We’re confident that AVT can quickly advance action anticipation performance across applications like these and others, as evidenced by our model outperforming existing state-of-the-art architectures on four popular benchmarks — EGTEA Gaze+, 50-Salads, EPIC-Kitchens-55, and, most notably, winning the Action Anticipation challenge in the EPIC-Kitchens 2021 competition. (The Epic-Kitchens-55 data set is licensed under the Creative Commons Attribution-NonCommercial 4.0 International License.)
Most prior approaches to action anticipation struggle with modeling the sequential long-range dependencies. For example, predicting the next action of someone making an omelette — chopping onions or heating a pan — depends on the sequence of actions they’ve already performed.
But AVT is attention based, so it can process a full sequence in parallel. By comparison, recurrent neural network–based approaches often forget the past, as they need to be processed sequentially. AVT also features loss functions that encourage the model to capture the sequential nature of video, which would otherwise be lost by attention-based architectures such as nonlocal networks.
AVT consists of two parts: an attention-based backbone (AVT-b) that operates on frames of video and an attention-based head architecture (AVT-h) that operates on features extracted by the backbone. Our best action anticipation came from training the full architecture end to end, but AVT-h is also compatible with standard video backbones like 3D convolutional networks. That’s important because learning better video backbones is an active research area and we want AVT to be useful with the latest and greatest video backbones, such as Multiscale Vision Transformers.
The AVT-b backbone is based on the Vision Transformer (VIT) architecture. It splits frames into non-overlapping patches, embeds them with a feedforward network, appends a special classification token, and applies multiple layers of multihead self-attention. We then share the weights across the frames and use the features corresponding to the classification token for the head.
The head architecture takes the per-frame features and applies another Transformer architecture with causal attention. This means that it evaluates features only from the current and preceding frames. This in turn allows the model to rely solely on past features when generating a representation of any individual frame.
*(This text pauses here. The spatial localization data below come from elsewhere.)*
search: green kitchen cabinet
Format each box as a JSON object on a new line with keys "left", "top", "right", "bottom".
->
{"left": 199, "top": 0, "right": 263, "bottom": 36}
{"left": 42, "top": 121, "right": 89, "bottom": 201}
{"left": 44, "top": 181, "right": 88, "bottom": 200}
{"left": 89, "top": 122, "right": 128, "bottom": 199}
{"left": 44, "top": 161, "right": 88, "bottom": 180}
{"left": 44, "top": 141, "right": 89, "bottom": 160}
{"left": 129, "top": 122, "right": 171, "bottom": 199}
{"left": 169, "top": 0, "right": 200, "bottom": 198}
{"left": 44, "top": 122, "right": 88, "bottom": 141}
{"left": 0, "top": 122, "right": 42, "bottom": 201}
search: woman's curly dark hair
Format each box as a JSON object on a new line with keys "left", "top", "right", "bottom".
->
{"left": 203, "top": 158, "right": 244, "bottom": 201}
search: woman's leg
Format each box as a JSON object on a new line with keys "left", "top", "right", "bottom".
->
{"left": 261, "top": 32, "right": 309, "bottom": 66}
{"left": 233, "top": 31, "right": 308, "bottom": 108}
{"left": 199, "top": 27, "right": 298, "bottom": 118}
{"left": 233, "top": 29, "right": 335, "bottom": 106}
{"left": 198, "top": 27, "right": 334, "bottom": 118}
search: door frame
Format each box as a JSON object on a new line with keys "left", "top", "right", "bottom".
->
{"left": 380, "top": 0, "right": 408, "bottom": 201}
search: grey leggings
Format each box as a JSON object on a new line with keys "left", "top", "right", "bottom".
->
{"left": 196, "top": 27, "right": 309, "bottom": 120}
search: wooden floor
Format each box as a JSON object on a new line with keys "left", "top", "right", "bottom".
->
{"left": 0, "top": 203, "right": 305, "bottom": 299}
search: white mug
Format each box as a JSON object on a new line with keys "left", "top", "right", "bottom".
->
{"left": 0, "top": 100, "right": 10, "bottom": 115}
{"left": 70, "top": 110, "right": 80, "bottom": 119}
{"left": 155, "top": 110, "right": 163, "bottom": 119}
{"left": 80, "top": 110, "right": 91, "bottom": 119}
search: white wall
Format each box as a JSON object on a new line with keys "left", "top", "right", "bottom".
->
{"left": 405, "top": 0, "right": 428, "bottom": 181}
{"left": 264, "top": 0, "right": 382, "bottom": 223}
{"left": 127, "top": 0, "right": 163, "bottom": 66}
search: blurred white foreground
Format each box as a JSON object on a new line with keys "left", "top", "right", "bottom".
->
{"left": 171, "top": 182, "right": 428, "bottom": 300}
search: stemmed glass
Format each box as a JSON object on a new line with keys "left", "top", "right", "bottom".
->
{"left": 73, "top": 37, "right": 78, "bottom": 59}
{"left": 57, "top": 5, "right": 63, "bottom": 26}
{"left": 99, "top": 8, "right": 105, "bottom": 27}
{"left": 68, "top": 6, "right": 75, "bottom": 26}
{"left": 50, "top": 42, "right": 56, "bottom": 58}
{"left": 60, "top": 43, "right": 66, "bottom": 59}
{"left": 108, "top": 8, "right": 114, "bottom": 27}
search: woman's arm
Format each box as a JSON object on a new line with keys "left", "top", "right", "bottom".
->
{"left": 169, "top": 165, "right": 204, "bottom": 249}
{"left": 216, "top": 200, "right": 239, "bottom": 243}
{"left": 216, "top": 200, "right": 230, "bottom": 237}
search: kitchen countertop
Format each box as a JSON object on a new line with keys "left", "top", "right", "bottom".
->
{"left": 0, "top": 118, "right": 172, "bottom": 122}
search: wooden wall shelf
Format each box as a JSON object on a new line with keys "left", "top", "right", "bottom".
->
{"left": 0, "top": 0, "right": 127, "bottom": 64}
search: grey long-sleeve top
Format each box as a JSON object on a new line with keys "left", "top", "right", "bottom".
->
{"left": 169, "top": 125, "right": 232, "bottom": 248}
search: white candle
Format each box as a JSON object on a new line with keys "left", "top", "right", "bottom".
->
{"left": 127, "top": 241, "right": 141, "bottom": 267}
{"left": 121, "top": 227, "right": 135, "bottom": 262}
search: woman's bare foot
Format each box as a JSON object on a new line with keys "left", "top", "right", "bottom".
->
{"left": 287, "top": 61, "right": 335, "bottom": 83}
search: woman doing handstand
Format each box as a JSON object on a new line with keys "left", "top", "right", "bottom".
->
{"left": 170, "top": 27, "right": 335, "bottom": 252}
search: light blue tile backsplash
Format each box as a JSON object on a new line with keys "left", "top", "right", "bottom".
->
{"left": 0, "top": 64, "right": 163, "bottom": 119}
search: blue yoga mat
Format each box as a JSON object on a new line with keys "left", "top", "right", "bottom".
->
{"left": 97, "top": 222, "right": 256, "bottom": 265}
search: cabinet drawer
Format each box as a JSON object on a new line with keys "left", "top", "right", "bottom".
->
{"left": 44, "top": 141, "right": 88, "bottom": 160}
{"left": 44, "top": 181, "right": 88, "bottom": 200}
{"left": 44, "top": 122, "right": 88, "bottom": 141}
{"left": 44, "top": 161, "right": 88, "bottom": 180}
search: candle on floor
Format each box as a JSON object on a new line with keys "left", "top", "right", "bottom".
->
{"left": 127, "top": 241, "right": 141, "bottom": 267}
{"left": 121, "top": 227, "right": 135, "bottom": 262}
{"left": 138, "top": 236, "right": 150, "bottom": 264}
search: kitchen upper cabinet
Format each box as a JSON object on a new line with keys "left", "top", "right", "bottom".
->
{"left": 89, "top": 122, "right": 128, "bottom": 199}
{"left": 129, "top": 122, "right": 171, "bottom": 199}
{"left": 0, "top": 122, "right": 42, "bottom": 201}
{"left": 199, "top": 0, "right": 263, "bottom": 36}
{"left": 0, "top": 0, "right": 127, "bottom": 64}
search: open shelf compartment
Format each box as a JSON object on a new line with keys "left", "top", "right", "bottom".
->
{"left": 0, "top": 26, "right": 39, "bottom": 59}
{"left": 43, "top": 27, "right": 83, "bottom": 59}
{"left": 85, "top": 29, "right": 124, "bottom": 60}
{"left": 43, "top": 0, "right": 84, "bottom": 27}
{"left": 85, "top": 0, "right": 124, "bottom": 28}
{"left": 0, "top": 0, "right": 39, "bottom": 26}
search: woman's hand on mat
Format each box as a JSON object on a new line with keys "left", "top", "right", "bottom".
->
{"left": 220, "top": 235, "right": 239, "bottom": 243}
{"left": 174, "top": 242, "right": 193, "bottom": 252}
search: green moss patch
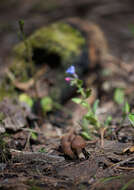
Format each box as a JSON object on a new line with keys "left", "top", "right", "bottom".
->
{"left": 11, "top": 21, "right": 85, "bottom": 82}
That’s crucial for prediction.
For example, in the video above, the model first encodes the visual features from the tap being turned on, moves on to each tomato being washed, and finally predicts that the next action will be turning off the tap.
We train the model to predict future actions and features using three losses. First, we classify the features in the last frame of a video clip in order to predict labeled future action; second, we regress the intermediate frame feature to the features of the succeeding frames, which trains the model to predict what comes next; third, we train the model to classify intermediate actions. We’ve shown that by jointly optimizing the three losses, our model predicts future actions 10 percent to 30 percent better than models trained only with bidirectional attention. These additional losses make AVT better suited for long-range reasoning because they provide additional supervision for the model. It also demonstrates that its performance improves by incorporating longer and longer context.
People make countless decisions every day based on their understanding of the world around them not just as a static, fixed set of inputs, but as a connected sequence of events. AI models offer great promise to help with many tasks with and for people, but in order to maximize this potential, they need this anticipative ability too. AVT is an important step in this direction.
Because it’s built on top of the causal decoder architecture, AVT can be easily rolled out autoregressively to predict longer into the future, anticipating not just the next action but also several sequential actions the user might do. That could one day prove useful for long-term planning tasks, such as AR glasses observing that the person wearing them is changing a flat tire. The system could anticipate the required series of steps for that task and prompt the wearer to select the specific tools they need, even a few steps into the future, when they walk over to their toolshed to get them.
Looking ahead, we believe AVT could be helpful for tasks beyond anticipation, such as self-supervised learning, the discovery of action schemas and boundaries, and even for general action recognition in tasks that require modeling the chronological sequence of actions. These are some of the areas we’re excited to explore in future work.